Throughout the twentieth century, the notion of letting the free market act as it desired (known as the principle of laissez-faire) prevailed. Corporate officers were essentially free to conduct their business to their wishing. Unfortunately, behind the scenes corporate executives, accounting firms, and other avarice-stung money managers were often altering accounts, exchanging insider information, and laundering money at the expense of shareholders and employees. Yes, money laundering actually refers to the practice of diverting funds from public accounts to undisclosed sources. Due to unethical conduct, several big-name CEOs and CFOs have been charged with these crimes since the dawn of the new millennium.
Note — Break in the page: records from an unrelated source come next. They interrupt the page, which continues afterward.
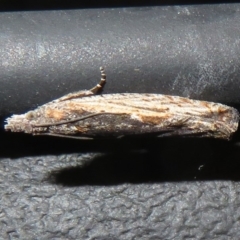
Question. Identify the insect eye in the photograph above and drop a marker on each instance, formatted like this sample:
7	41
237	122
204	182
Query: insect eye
30	115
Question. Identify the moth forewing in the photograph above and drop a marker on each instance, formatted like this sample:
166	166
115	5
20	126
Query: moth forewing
83	114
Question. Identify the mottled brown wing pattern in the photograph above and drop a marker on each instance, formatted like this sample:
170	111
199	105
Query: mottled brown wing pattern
84	115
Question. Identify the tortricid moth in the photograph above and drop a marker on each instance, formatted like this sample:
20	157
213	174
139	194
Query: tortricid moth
84	115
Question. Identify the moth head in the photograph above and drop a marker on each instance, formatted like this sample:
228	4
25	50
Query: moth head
21	123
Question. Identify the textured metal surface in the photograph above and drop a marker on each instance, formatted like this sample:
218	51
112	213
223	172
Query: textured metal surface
89	200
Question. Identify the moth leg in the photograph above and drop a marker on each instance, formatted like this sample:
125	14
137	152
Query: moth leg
102	82
62	136
85	93
183	132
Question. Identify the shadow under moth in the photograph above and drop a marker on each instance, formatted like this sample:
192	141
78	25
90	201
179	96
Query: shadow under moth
84	115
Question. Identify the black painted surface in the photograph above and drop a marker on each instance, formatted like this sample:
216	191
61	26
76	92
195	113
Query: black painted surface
135	189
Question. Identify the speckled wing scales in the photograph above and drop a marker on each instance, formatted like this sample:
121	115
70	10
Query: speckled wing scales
84	115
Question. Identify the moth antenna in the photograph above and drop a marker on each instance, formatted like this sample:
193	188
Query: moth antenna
101	84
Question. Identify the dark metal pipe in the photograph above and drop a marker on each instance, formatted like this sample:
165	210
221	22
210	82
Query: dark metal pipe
190	51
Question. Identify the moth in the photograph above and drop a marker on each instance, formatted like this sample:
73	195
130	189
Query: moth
84	115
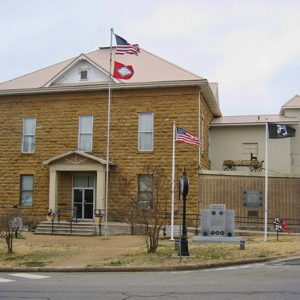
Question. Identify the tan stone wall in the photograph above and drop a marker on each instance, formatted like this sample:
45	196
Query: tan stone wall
283	199
57	132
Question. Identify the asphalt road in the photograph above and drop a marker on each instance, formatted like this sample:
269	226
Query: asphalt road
257	281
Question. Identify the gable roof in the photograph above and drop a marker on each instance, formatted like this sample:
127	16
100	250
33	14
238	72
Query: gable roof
148	68
292	103
150	71
82	154
252	120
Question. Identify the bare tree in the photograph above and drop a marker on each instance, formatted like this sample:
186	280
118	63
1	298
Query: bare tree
10	226
149	204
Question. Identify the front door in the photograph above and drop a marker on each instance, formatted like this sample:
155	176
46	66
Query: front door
83	196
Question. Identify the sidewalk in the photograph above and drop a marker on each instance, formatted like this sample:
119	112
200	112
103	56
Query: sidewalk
97	254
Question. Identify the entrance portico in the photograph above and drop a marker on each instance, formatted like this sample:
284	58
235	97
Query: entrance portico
77	163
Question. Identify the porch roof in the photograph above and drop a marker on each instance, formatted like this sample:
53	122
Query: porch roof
75	152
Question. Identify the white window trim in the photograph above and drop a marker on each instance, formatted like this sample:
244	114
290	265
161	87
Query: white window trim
79	133
23	135
87	74
139	131
202	134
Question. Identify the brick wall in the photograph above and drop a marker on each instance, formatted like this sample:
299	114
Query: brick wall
221	187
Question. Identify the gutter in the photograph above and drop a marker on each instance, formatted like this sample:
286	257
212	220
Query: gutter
201	83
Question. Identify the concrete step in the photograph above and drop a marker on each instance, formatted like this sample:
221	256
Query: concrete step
63	228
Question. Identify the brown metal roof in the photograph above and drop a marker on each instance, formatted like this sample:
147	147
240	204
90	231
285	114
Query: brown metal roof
148	68
292	103
252	120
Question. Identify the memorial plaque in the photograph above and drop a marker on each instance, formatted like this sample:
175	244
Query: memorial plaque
217	221
253	198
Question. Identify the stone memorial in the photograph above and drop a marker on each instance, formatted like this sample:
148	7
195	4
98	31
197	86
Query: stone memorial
218	225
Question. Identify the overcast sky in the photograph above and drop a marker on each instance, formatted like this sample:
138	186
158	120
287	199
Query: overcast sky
251	48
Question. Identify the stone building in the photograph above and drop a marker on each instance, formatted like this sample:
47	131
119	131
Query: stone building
53	132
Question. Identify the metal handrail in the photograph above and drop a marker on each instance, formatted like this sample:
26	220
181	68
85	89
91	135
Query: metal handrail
57	214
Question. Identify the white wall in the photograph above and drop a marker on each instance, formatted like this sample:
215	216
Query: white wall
73	75
295	142
227	143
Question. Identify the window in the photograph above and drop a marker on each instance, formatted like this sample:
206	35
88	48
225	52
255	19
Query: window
145	190
85	137
202	134
249	148
145	132
28	145
26	191
83	75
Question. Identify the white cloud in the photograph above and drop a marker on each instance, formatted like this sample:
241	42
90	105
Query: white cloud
243	45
One of the most noteworthy and standard-setting cases was that of Enron and its accounting firm, Arthur Andersen. CEO Jeff Skilling and CFO Andrew Fastow were implicated in the misquoting of company earnings in financial reports in conspiracy with Andersen’s accountants, and late company founder Ken Lay was also charged with fraud and conspiracy. While testifying, Lay denied having any knowledge of his subordinates’ actions, but this was refuted by the prosecution who claimed that a CEO must be totally in control. While some money-hungry chief execs would undoubtedly step up to debate this, I would argue that CEOs were not paid an all-time record of 419 times the salary of the average worker in 1999 to claim ignorance of lower-level executives’ (mis)management of corporate accounts.


The particularly inane thing about corporate corruption is that the executives imagined they could get away with manipulating company accounts for their own benefit, in a workplace where someone is always looking over your back and auditing your reports. Now, Tyco Electronics’ Dennis Kozlowski, WorldCom’s Bernie Ebbers, and Skilling all share a common residence – prison. In hindsight, I would speculate that none of them would argue that their misdeeds were profitable. In addition, corruption and corporate irresponsibility all demonstrate an inverse correlation with a company’s bottom-line profit margin. These recent cases have reiterated an age-old adage regarding crime – it doesn’t pay.